I stick my lower lip out. “That’s mean.”
“Actually, it’s selfish.” He holds out his hand and helps me out of the car. “I want to remember your face when you open it. And I want the backdrop to be as beautiful as you are.”
I flush. A line. It has to be. Someone as good-looking as Liam probably has dozens of lines stashed in the pockets of his well-worn jeans. Yet, when he looks at me like that, I believe he means every single word.
We enter a thicket of trees, where there is a barely visible trail—a path that was created by the tread of feet rather than a machine, with the worst of the bramble shoved to the side. Liam goes first, so that he can hold back low-hanging branches while I pass. I’m wearing torn jeans and dirty sneakers, an old sweatshirt and a loose ponytail, but I feel cherished. Special. I haven’t felt this way since I was folded in my mom’s arms.
We slowly make our way up, up, up. And then the man-made trail opens into a creek next to the hillside. A thin but
constant stream of water runs down the rock wall.
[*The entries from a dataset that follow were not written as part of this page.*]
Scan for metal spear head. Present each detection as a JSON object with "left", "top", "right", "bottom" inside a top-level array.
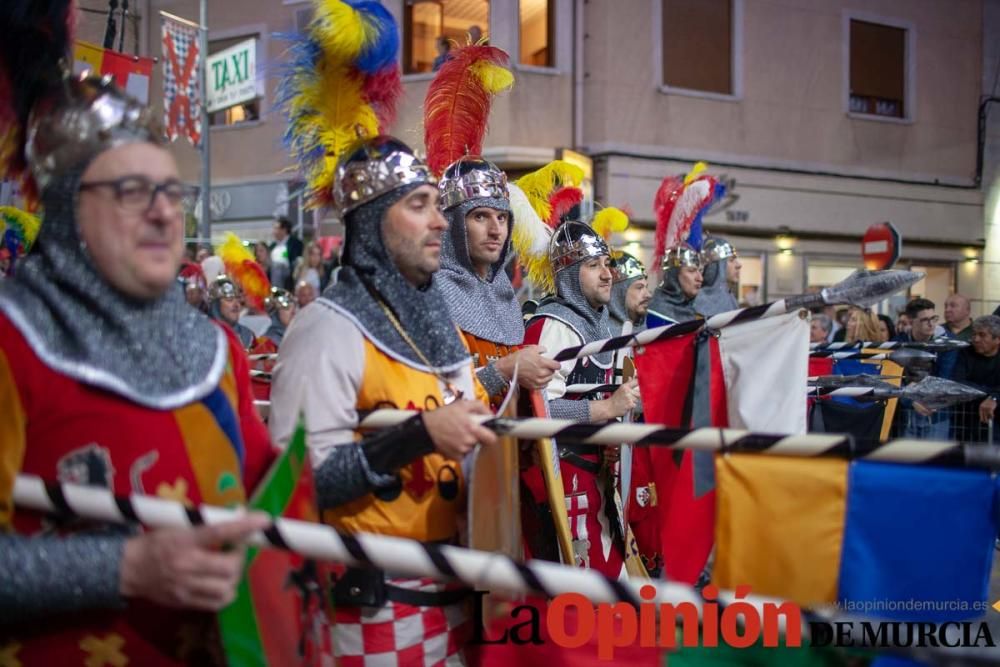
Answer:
[
  {"left": 887, "top": 347, "right": 937, "bottom": 368},
  {"left": 809, "top": 374, "right": 898, "bottom": 390},
  {"left": 903, "top": 336, "right": 969, "bottom": 352},
  {"left": 796, "top": 270, "right": 924, "bottom": 308},
  {"left": 902, "top": 375, "right": 986, "bottom": 410}
]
My mouth falls open. “Is that a waterfall?”
“Yep.” Liam beams. “It might be the world’s smallest waterfall, but it’s the only one I know of in all of Lakewood. Sometimes it’s a trickle, and sometimes it’s a stream, but it’s always here. What do you think?”
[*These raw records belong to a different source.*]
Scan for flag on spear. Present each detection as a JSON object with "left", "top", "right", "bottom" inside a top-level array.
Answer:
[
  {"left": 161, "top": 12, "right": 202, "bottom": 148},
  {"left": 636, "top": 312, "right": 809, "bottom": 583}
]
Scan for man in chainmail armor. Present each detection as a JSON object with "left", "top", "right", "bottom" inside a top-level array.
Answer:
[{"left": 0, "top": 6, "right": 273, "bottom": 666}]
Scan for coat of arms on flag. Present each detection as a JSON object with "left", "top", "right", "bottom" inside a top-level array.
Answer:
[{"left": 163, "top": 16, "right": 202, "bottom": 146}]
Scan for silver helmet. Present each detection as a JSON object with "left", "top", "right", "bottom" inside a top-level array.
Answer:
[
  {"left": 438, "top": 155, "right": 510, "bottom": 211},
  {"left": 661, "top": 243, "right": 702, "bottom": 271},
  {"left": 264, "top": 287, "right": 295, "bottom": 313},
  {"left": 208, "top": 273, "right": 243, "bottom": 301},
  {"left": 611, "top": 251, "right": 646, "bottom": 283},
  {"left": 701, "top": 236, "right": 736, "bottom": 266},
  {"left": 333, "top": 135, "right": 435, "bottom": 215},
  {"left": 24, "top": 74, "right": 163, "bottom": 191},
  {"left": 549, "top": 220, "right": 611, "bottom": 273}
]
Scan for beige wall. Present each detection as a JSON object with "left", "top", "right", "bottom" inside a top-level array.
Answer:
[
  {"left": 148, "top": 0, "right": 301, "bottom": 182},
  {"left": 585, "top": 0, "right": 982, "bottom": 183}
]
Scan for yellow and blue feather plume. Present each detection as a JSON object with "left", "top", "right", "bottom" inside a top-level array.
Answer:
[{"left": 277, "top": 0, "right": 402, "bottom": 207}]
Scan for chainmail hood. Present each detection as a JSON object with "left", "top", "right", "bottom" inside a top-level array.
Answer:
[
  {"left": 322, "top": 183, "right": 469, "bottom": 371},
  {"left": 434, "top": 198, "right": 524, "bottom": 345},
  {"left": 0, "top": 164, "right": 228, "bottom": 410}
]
“It’s perfect,” I say. Just like the sun peeking through a gap in the leaves. Just like—I’m beginning to suspect—the boy in front of me.
And then he takes the package out of his hoodie and hands it to me, and I forget everything else.
Carefully, so I don’t rip the brown paper, I unwrap the present. It’s a snow globe. Three figurines are inside. The mom and grandma are drinking hot cocoa with their arms linked, while the little girl builds a snowman.
My eyes widen, and it’s like someone turned up the volume on my heartbeat. I feel and hear it everywhere—in my ears, at my throat, on my chest. I gave this snow globe to my mother when I was eight years old. On the anniversary of my grandma’s death, I caught her sobbing in her bedroom after she thought I was asleep. The next day, I broke open my cupcake bank and asked my dad to take me to the corner store, where I bought the snow globe.
“I don’t want you to be sad anymore,” I’d said to my mom when I gave her the globe. “I know you miss your mom, but I want you to know she’s still here with you, the way you’re with me. You see.” I’d pointed to the mom and grandma under the snow. “You’ll always be together, no matter what.”
I haven’t seen—nor thought about—this globe in years. If pressed, I would’ve guessed it was somewhere in the back of my mom’s old closet.
“Where . . . where did you get this?” I ask Liam, my heart tight, my mouth dry. All the moisture must have fled to build up in a wet, hot pressure behind my eyes.
“It was in your mother’s box,” he says slowly. “The one wrapped in the wallpaper. After our tour yesterday, I went to Mr. Willoughby’s house to help him sort through the boxes, and I saw this. Your mom used to keep it on her desk at the hotline, so I knew it was important to her. I stuffed it in my bag when Mr. W. wasn’t looking.”